I have a query with an ORDER BY clause which uses a column which is the last column on an index which is being used in the WHERE clause, essentially of the form:

SELECT
  cols
FROM
  tables
WHERE
  col_1 = x
  AND col_2 = y
  AND col_3 = z
ORDER BY col_4

and the index is created on columns (col_1, col_2, col_3, col_4) in that order.

When I profile the query over 99% of the time is spent in the "Sorting result" state. col_4 is a timestamp column if that makes any difference. I understand that ORDER BY can only use an index under certain circumstances, but I'm still a bit mystified as to precisely when the optimiser would do so.

2 Answers 2

17

You should append EXPLAIN EXTENDED before query and see result yourself.

It should have an entry for

  • possible_keys

If this column is NULL, there are no relevant indexes. In this case, you may be able to improve the performance of your query by examining the WHERE clause to check whether it refers to some column or columns that would be suitable for indexing.

and

  • Keys

The key column indicates the key (index) that MySQL actually decided to use. If MySQL decides to use one of the possible_keys indexes to look up rows, that index is listed as the key value.

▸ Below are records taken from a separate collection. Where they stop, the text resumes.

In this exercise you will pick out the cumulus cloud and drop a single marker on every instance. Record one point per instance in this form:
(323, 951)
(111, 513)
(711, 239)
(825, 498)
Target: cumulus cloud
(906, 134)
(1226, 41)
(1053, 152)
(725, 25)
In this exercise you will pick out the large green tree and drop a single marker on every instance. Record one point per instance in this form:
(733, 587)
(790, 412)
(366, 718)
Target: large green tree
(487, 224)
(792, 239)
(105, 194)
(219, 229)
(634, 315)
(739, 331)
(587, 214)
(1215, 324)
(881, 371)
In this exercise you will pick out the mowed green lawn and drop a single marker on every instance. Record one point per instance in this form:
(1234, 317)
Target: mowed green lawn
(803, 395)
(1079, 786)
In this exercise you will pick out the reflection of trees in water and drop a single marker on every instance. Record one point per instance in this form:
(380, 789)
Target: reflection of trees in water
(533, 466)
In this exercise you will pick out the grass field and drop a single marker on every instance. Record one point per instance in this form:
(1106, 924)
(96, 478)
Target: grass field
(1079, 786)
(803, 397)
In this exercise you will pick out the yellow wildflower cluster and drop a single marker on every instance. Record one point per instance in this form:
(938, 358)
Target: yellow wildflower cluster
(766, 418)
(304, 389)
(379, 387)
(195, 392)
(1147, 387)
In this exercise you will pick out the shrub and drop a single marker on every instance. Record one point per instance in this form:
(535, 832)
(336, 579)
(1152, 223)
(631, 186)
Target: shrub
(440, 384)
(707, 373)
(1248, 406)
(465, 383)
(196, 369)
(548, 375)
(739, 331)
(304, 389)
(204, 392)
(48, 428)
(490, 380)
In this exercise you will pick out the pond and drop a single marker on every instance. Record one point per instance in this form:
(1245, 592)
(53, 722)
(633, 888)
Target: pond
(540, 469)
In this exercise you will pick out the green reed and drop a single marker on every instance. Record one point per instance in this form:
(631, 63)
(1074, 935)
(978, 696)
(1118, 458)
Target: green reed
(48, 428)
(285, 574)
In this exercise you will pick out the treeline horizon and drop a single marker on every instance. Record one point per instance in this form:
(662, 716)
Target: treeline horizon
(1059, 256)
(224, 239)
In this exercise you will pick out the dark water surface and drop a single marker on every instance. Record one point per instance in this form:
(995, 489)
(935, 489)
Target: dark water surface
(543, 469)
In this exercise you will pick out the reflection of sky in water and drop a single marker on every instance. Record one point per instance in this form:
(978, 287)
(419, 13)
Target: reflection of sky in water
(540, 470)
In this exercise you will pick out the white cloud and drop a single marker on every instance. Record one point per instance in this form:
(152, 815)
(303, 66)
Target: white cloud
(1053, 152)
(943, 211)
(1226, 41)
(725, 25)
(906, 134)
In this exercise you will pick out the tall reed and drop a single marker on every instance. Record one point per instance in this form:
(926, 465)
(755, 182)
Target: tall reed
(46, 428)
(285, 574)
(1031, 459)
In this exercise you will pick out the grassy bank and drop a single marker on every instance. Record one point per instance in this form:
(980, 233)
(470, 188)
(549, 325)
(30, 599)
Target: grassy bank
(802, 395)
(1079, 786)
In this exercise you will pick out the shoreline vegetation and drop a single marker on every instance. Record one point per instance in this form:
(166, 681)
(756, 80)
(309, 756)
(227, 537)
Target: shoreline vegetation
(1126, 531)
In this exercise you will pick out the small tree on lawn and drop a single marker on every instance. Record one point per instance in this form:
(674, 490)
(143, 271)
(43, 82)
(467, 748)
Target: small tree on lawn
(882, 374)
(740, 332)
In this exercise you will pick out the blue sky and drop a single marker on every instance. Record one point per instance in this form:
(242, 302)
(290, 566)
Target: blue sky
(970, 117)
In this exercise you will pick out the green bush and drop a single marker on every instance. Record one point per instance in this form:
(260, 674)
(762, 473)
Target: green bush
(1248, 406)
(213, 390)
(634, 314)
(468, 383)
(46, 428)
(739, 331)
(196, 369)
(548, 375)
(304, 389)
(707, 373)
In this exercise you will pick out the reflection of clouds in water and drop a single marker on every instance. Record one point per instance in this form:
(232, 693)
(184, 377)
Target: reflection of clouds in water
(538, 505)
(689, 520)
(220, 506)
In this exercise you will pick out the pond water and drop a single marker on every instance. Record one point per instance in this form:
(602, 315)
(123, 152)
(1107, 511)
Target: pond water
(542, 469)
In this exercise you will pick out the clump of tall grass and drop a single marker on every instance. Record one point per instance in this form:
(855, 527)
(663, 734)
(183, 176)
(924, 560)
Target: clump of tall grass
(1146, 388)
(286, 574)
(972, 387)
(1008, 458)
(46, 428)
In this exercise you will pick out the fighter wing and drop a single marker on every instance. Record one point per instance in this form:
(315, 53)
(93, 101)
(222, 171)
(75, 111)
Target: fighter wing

For more information you can refer this Explain output and Explain join_types

2
  • I understand, my question specifically, is to do with the ORDER BY clause. My query is using the index specified to restrict the rows returned but given the performance of the sort I'm guessing it isn't using it for the ORDER BY clause. Commented Jun 27, 2012 at 14:13
  • 1
    In some cases, MySQL can use an index to satisfy an ORDER BY clause without doing any extra sorting. The index can also be used even if the ORDER BY does not match the index exactly, as long as all of the unused portions of the index and all the extra ORDER BY columns are constants in the WHERE clause. The following queries use the index to resolve the ORDER BY part refer this dev.mysql.com/doc/refman/5.0/en/order-by-optimization.html Commented Jun 27, 2012 at 14:28
4

You use EXPLAIN on your query (explain select-or-whatever-your-query-is).

possible_keys show the ones that could be used, key the one actually used.

1
  • 1
    To add to that: explain format=json select ... is even more powerful. It includes used_key_parts, which tells you whether a composite key was used partially or fully, and index_condition will tell you which part of the query is responsible which index.